Reader riposte: Evacuations from Syria

by Alex Oliver - 26 July 2012 11:18AM

In response to my post on UK's apparent readiness for a civilian evacuation from Syria, reader Jonathan Darby posted the following. My comments follow:

Whilst I don't like to get in the way of a good story, did you by any chance check the MoD official blog? There you might have read this response:

Response Force Task Group
The Daily Telegraph carried an article on Saturday about the routine autumn deployment of the Royal Navy's Response Force Task Group. The report suggested that one potential role of the Task Group was an evacuation of British nationals from Syria and surrounding nations. In fact, no evacuation has been planned or ordered by the Foreign and Commonwealth Office which has been advising against all travel to Syria since April 2011.

The Foreign Office has urged British nationals in Syria to leave by commercial means while these are still available. The Government has repeatedly made clear, using a wide variety of communications, that those who choose to remain in Syria, or visit against our clear and unambiguous advice should be aware that we are unable to provide normal Consular services.

So, far from a move to evacuate British nationals from the region, the deployment of the Response Force Task Group (RFTG) is part of a regular training cycle and longstanding plans to conduct a series of exercises with allies in the Mediterranean during October and November this year. The RFTG was established by the Strategic Defence and Security Review as a high readiness, multi-faceted maritime capability to respond to crisis events around the world.

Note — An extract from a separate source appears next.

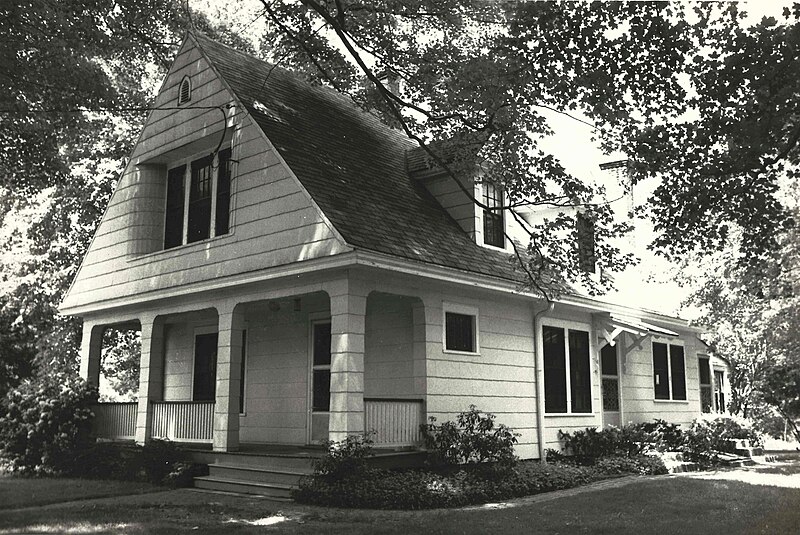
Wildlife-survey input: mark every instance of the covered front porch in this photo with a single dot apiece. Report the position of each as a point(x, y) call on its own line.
point(289, 367)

While it is of course the case that contingency planning takes place across a range of global scenarios, there is no change to the Task Group's programme and it is not expected to deploy any earlier than originally planned.

Are you saying that you'd like the Australian Government to use our scarce taxes to pay to evacuate people who have ignored all the warnings and stayed in a country that has been in de facto civil war for months?

In response to Jonathan's last question: no. We have argued consistently on The Interpreter and in our other publications that the Australian Government must act to arrest the increasingly unrealistic expectations Australian travelers have of the consular service they can demand when they encounter trouble overseas. One journalist described it to us as the 'Why isn't The Government Saving Me' culture. In this post last year, I argued that this culture has been fanned, in part, by the opportunism of our elected representatives in a consular 'point-scoring' exercise — politicians are falling over themselves to offer ever more attention and service in cases that are sometimes of dubious merit.

My thanks to Jonathan for the pointer to the MoD statement, which should have been included in my piece. The MoD response to the Tele's story is unsurprising. I emphasised in the opening paragraph of my post that the UK's naval plans in the Eastern Mediterranean off the coast of Syria were an 'exercise that has evidently been planned for some time and isn't a direct response to events in Syria, but according to the UK Telegraph, the flotilla could be used to evacuate British citizens from the Middle East if needed.'

The FCO's 'do not travel' advice to Syria is as unequivocal as Australia's. Neither they nor the MoD would wish to engender high expectations among Britons in Syria that they will be rescued by their government no matter how long they tarry in Syria against official advice.

My point, however, is that there will always be a contingent (sometimes substantial) of risk-taking travelers wilfully ignoring travel advice in the expectation that their government will save them. The 500 Britons stranded in Libya in February last year are ample evidence of that, as were the Australians needing rescue from Cairo.

Whatever happens in Syria, and whatever the official travel advice from the Australian Government, there will be Australians in Syria if full-scale civil war erupts. We are not going to leave them there. Cleverly, the UK appears to have turned a 'routine exercise' into well-positioned evacuation capability. We know this is probable because the FCO has recently published its plans on crisis-preparedness. DFAT hasn't.